In fact, that is exactly the Iris immigrants would do. Employers knew this. Employers also knew a good thing when they saw it. If they could hire two dozen Irish immigrants for semi-skilled work for less pay than the non-Irish, they’d fire two dozen semi-skilled non-Irish workers and hire the Irish. As a result, job competition led a lot of working class non-Irish Americans to resent the influx of Irish immigrants.
Remember also that this was an era before unemployment compensation, food stamps, insurance or pensions. There were no safety nets. So if you did not have a job, you faced starvation. The stakes were high. Many would be willing to turn to violence against those who threatened job opportunities.

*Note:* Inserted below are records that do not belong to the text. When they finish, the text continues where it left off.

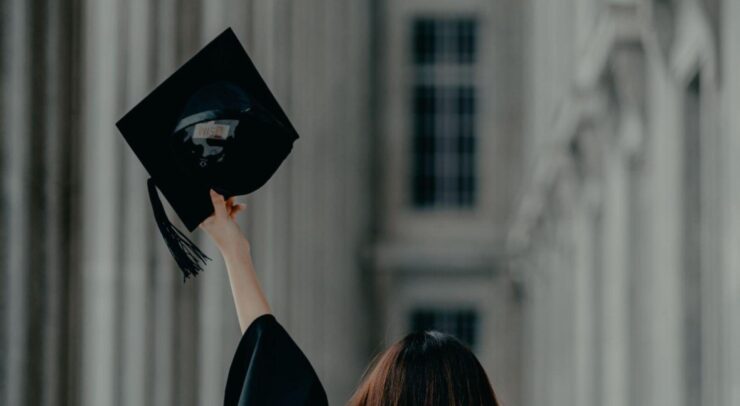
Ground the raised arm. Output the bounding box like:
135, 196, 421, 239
200, 190, 270, 333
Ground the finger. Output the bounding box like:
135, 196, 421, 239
210, 189, 227, 217
229, 203, 247, 219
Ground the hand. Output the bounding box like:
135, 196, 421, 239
199, 189, 247, 252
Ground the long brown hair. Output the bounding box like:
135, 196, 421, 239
349, 331, 499, 406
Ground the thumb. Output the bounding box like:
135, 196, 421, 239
210, 189, 226, 217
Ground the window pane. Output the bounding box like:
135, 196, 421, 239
411, 18, 477, 208
410, 308, 478, 348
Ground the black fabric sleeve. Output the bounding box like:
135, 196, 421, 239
224, 314, 328, 406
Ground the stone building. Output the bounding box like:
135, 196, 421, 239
0, 0, 371, 405
0, 0, 525, 405
509, 0, 740, 405
371, 0, 526, 405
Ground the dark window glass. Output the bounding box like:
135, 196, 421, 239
411, 18, 477, 208
411, 308, 479, 349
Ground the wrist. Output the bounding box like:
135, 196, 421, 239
218, 234, 251, 258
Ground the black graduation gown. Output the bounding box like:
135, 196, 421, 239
224, 314, 328, 406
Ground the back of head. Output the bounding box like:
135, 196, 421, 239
349, 332, 498, 406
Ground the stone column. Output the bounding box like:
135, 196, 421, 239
80, 0, 122, 405
717, 0, 740, 405
0, 0, 32, 405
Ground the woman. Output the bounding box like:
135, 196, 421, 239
200, 191, 499, 406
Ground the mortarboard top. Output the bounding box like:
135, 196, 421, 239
116, 28, 298, 278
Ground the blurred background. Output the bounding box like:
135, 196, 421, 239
0, 0, 740, 406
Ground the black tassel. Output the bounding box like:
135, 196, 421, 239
147, 178, 211, 282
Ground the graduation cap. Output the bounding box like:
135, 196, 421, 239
116, 28, 298, 279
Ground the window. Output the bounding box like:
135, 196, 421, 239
411, 18, 477, 208
411, 308, 478, 348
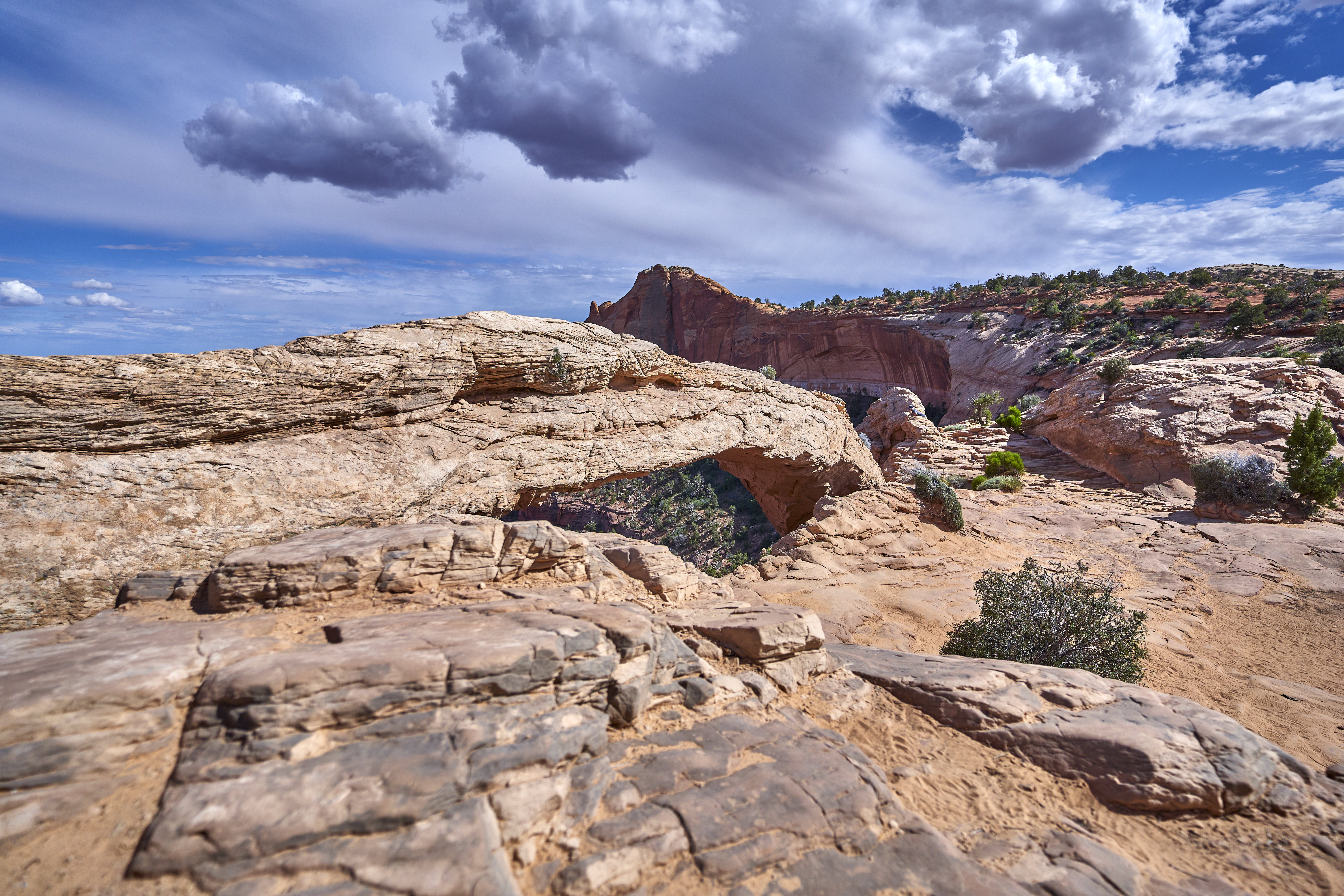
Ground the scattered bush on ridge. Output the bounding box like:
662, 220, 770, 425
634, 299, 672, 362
970, 474, 1023, 492
1097, 357, 1129, 386
1316, 324, 1344, 345
970, 390, 1003, 423
939, 558, 1148, 684
1189, 451, 1289, 506
914, 470, 965, 532
985, 451, 1023, 476
995, 407, 1021, 433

But there is more. The Irish were also Catholic. Many Protestants at this time (who dominated the nation, numerically and culturally) thought of the U.S. as a Christian nation. But in their minds a Christian nation meant a Protestant nation. Catholicism was seen as anti-democratic and a barrier to progress. Many Protestants believed if a conflict arose between the pope and the Constitution, Catholics would blindly follow the pope. (Protestants never thought to ask what they themselves would do if a conflict ever arose between the Bible and the Constitution. Would they “blindly” follow the Bible?)

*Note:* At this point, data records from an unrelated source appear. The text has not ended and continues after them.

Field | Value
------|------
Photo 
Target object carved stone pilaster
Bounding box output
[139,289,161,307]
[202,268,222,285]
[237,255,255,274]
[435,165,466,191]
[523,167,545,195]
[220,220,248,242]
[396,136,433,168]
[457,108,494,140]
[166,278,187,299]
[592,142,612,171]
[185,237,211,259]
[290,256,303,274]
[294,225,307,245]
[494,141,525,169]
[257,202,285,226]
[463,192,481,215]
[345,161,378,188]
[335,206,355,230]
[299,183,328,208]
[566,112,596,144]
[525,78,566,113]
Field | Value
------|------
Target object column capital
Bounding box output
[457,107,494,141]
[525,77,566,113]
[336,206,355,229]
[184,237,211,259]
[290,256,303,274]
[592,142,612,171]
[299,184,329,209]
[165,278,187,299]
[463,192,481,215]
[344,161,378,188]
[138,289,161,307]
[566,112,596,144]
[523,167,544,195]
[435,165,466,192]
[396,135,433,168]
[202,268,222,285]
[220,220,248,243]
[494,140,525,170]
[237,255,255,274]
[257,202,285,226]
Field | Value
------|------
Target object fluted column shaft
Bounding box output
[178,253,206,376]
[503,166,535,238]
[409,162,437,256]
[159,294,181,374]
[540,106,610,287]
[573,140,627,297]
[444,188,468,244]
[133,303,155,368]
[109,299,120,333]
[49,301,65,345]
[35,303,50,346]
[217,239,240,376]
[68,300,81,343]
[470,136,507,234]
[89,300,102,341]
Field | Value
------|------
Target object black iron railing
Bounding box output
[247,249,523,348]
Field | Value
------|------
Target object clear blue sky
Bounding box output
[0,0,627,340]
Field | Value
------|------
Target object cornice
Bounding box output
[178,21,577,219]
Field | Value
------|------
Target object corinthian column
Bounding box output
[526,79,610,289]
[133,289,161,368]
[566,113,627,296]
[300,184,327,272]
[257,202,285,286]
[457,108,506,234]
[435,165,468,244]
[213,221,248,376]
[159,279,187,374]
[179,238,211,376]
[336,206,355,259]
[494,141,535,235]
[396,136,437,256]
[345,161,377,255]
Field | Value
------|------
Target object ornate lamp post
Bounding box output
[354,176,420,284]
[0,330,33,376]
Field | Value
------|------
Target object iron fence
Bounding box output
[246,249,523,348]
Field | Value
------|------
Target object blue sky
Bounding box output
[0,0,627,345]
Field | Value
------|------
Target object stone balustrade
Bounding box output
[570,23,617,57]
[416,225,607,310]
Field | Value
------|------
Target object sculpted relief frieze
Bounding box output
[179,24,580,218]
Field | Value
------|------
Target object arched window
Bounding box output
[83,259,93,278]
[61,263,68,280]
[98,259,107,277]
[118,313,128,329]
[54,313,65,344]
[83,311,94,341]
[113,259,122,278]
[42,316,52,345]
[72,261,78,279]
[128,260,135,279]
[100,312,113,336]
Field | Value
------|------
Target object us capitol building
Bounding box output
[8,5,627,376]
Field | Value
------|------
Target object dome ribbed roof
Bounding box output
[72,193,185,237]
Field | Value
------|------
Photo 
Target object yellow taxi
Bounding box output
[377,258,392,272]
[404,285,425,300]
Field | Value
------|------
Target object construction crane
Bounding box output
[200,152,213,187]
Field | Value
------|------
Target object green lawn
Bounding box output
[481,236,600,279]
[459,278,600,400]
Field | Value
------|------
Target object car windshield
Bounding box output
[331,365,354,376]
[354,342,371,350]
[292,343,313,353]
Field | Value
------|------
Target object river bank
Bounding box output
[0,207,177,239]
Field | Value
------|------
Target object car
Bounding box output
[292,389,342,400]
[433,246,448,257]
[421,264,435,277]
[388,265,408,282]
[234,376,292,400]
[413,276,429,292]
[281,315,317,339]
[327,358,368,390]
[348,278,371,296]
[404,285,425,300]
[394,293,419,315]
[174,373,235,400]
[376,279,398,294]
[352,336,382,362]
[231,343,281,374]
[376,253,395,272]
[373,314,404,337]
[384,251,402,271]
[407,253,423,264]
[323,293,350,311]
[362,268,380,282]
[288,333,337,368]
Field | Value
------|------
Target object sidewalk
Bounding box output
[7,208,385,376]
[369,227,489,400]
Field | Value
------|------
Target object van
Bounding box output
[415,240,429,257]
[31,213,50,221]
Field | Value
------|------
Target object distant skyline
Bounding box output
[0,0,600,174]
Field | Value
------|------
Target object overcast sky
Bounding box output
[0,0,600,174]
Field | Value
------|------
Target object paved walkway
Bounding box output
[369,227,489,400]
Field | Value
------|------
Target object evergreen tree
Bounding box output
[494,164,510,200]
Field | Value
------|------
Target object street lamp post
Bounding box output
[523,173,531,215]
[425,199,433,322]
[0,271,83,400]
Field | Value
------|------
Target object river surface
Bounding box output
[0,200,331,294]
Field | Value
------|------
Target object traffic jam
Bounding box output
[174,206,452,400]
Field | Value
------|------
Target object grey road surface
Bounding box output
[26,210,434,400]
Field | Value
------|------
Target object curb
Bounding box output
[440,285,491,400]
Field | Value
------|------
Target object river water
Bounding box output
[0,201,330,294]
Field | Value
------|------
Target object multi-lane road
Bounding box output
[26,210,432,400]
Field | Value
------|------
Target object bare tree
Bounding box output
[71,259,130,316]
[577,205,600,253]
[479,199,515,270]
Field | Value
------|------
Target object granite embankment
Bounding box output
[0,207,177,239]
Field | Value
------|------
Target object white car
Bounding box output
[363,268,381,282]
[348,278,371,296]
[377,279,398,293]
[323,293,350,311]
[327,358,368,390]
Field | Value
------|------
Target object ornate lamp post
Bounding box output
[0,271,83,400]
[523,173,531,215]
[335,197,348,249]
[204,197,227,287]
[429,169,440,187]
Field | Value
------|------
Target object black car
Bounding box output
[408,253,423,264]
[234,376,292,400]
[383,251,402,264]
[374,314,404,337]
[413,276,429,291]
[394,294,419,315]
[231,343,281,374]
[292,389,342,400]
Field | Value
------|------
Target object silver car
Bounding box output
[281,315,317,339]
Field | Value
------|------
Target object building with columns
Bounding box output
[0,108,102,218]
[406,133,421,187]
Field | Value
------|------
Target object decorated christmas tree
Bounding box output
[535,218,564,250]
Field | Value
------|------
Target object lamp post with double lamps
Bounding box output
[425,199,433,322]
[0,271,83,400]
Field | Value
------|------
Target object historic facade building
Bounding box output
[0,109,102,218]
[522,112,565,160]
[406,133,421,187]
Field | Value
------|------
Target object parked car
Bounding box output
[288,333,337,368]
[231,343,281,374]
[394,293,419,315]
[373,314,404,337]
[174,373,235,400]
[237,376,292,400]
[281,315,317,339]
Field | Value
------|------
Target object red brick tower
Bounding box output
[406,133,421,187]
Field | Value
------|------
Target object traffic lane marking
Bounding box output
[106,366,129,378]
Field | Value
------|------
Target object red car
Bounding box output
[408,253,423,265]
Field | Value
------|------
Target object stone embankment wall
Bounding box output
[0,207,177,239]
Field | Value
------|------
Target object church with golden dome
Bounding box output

For their part, Irish immigrants were desperate to escape poverty in Ireland. Like your ancestors (if you are an American but are not completely Native American or African American) they came to the United States for opportunity. They were willing to take lower wages because that economic opportunity was better than what they had in Ireland. And most Irish were loyal Catholics. This meant they felt deeply the Protestant charge that they did not fit into America, despite its rhetoric of freedom. They held to the Catholic teaching that the Bible could only be properly interpreted by church authorities. Many were not happy to send their children to a school where the teachers would, in essence, teach a Protestant view of Christianity.
Neither the working-class non-Irish nor the Irish immigrants felt like those in power were really listening to their concerns. Working class non-Irish felt threatened by immigrant Irish, who felt threatened by working-class non-Irish. All believed their rights were threatened.

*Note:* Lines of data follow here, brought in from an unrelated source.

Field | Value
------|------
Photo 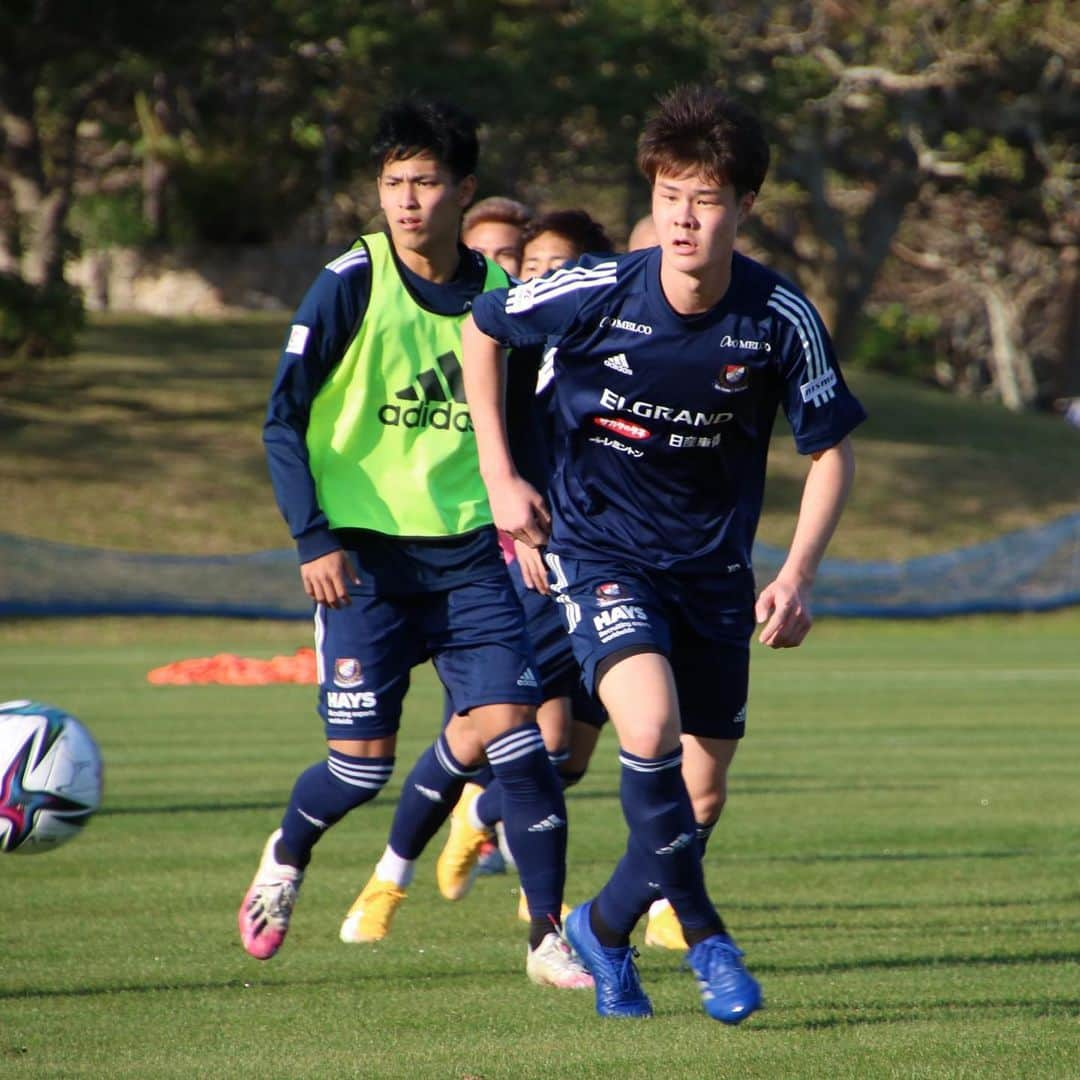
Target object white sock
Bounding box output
[375,843,416,889]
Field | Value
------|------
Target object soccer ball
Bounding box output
[0,701,102,854]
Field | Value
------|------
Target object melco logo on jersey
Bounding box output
[713,364,750,394]
[593,416,652,438]
[719,334,772,352]
[600,315,652,335]
[378,352,473,431]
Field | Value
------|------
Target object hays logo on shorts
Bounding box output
[713,364,750,394]
[334,657,364,690]
[593,604,649,643]
[596,581,634,607]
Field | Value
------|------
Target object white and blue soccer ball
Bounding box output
[0,701,103,854]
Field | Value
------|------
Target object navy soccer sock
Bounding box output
[593,748,724,944]
[485,724,566,931]
[275,750,394,869]
[476,751,570,828]
[390,733,474,860]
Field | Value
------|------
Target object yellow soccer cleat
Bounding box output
[435,784,491,900]
[517,889,571,922]
[645,900,688,953]
[340,874,405,945]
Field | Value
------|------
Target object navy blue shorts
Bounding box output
[444,559,607,728]
[315,571,541,739]
[546,552,755,739]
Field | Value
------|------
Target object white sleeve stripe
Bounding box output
[768,294,827,382]
[773,288,828,378]
[326,247,367,274]
[544,551,581,634]
[507,274,616,315]
[768,295,836,405]
[535,346,558,394]
[532,261,619,293]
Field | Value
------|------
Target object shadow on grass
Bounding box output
[96,799,282,818]
[754,949,1080,975]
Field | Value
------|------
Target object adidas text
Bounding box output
[529,813,566,833]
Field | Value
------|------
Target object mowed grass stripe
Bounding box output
[0,612,1080,1080]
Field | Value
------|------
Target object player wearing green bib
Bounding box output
[239,100,592,987]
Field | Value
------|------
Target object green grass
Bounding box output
[0,315,1080,558]
[0,610,1080,1080]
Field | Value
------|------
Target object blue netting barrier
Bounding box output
[0,513,1080,619]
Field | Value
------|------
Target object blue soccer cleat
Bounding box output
[563,900,652,1016]
[686,934,765,1024]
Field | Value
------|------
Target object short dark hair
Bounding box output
[637,86,769,197]
[522,210,613,255]
[372,97,480,180]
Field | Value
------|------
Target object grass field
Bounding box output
[0,610,1080,1080]
[0,316,1080,1080]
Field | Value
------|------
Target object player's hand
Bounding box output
[754,578,813,649]
[514,540,551,596]
[487,476,551,548]
[300,549,360,608]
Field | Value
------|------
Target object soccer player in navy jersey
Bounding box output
[462,87,865,1024]
[461,195,532,278]
[239,100,591,986]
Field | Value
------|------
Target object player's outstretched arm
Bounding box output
[755,438,855,649]
[300,549,360,608]
[461,315,551,548]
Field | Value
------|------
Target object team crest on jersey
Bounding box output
[713,364,750,394]
[593,416,652,438]
[334,657,364,689]
[596,581,634,607]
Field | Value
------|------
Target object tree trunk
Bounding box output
[980,283,1037,413]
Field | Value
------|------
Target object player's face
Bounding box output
[461,221,522,278]
[378,153,476,253]
[652,173,754,274]
[522,232,581,281]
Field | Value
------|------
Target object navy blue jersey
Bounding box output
[473,248,865,573]
[264,237,496,592]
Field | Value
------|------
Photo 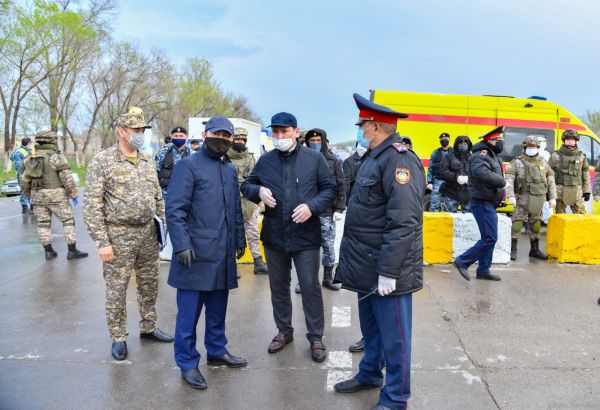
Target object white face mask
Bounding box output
[525,148,540,157]
[273,138,294,152]
[356,145,367,158]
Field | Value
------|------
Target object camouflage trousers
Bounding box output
[511,195,542,240]
[103,222,159,341]
[319,216,335,268]
[33,200,77,246]
[429,179,444,212]
[244,208,260,258]
[554,185,586,215]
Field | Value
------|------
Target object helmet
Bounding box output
[233,127,248,140]
[523,135,540,148]
[562,130,579,141]
[35,131,57,143]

For just a glimpse of the passion and sense that immigration was a threat, check out this broadside from Protestant Philadelphians right before the riot broke out:
“The Americna Republicans of the city and county of Philadelphia, who are determined to support the NATIVE AMERICANS in the Constitutional Rights of peaceably assembling to express their opinions on any question of Public Policy and to Sustain them against the assaults of Aliens and Foreigners are requested to assemble on THIS AFTERNOON, May 6th, 1844, at 4 o’clock, at the corner of Master and Second streets, Kensington, and to take the necessary steps to prevent a repetition of it. Natives, be punctual and resolved to sustain your rights as Americans, firmly but moderately.”
Is it possible to riot “firmly but moderately?” Probably not.
So, you put all this together — cultural prejudices, intense job competition, perceived threats to American democracy, conflicts over the role of religion in the schools — and you have mixed together dry wood, oxygen and gasoline. That’s the backstory.
All it needed was a match. That was the school board decision.
This history can help us as we think about the riots of the past year. It is easy to focus in on the specific event — a police shooting — and think that this one incident is what caused the disturbances.
No. There have been hundreds of police shootings every year for years and they do not produce riots. An event like a police shooting is simply the match. The backstory is the wood, oxygen and gasoline piled up together.
The question for us, then, is this: how well do we understand the backstory of the recent riots?